Serverless Security 101
Since I have been using serverless rather extensively lately, I thought it would be perfect time to share what I have been learning about security in the serverless space.
So what is serverless?
Serverless architecture, or as some referred to as Function as a Service(FaaS), is an approach where software and services and built and deployed without worrying about maintaining or provisioning the physical or virtual servers.
By developing applications using serverless architectures, developers are relieved from the task of constantly applying security patches for the underlying operating system and application server. These tasks are instead the responsibility of the serverless architecture provider.
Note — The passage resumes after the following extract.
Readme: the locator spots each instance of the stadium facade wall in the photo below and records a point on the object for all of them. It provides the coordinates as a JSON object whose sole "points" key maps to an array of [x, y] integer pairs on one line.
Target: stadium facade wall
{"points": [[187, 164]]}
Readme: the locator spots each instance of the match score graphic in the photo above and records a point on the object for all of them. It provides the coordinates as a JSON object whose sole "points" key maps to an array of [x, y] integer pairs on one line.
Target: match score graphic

How is serverless security handled?
The following image provides a high level overview of how security responsibilities is handled between the provider and the developer in a serverless architecture
With serverless, the provider is responsible for securing infrastructure such as the the data center, network, servers, operating systems and their configurations. This leaves the developer to focuses on the application logic, code, data, and the application-layer configurations.
What are the security challenges with serverless?
While serverless architectures provides a wealth of benefits, usage of modern day serverless infrastructure also introduces a new set of challenges such as:
- Increased attack surface: Serverless functions consume data from a wide range of event sources such as HTTP APIs, message queues, cloud storage, IoT device communications and so forth. This increases the overall attack surface dramatically, especially when such messages use protocols and complex message structures - many of which are not being inspected by standard application layer protections such as Web application firewalls
- Increased system and attack surface complexity: The attack surface in serverless architectures is also relatively difficult to monitor and understand due to the unfamiliarity of this architectures by most software developers and architects.
- Inadequate security testing: Performing security testing for serverless architectures is more complex than testing standard applications, especially when these applications interact with remote 3rd party services or with back-end cloud services such as NoSQL databases, cloud storage, or stream processing services. Many automated scanning tools are currently not adapted to scanning serverless applications.
- Inability to leverage traditional security protections (Firewall, WAF, IPS/IDS): Since organizations that use serverless architectures do not have access to the server or its operating system, they are unable deploy traditional security layers such as endpoint protection, host-based intrusion prevention, web application firewalls and so forth. Existing detection logic and rules have not yet to be “translated” to support serverless environments.
How to get started securing serverless?
I would recommend that you first learn about the PureSec’s Top 10 Security Vulnerabilities for Serverless and getting hands on experience with Serverless GOAT, a deliberately insecure AWS Lambda application that teaches you how remediate each of the these security vulnerabilities.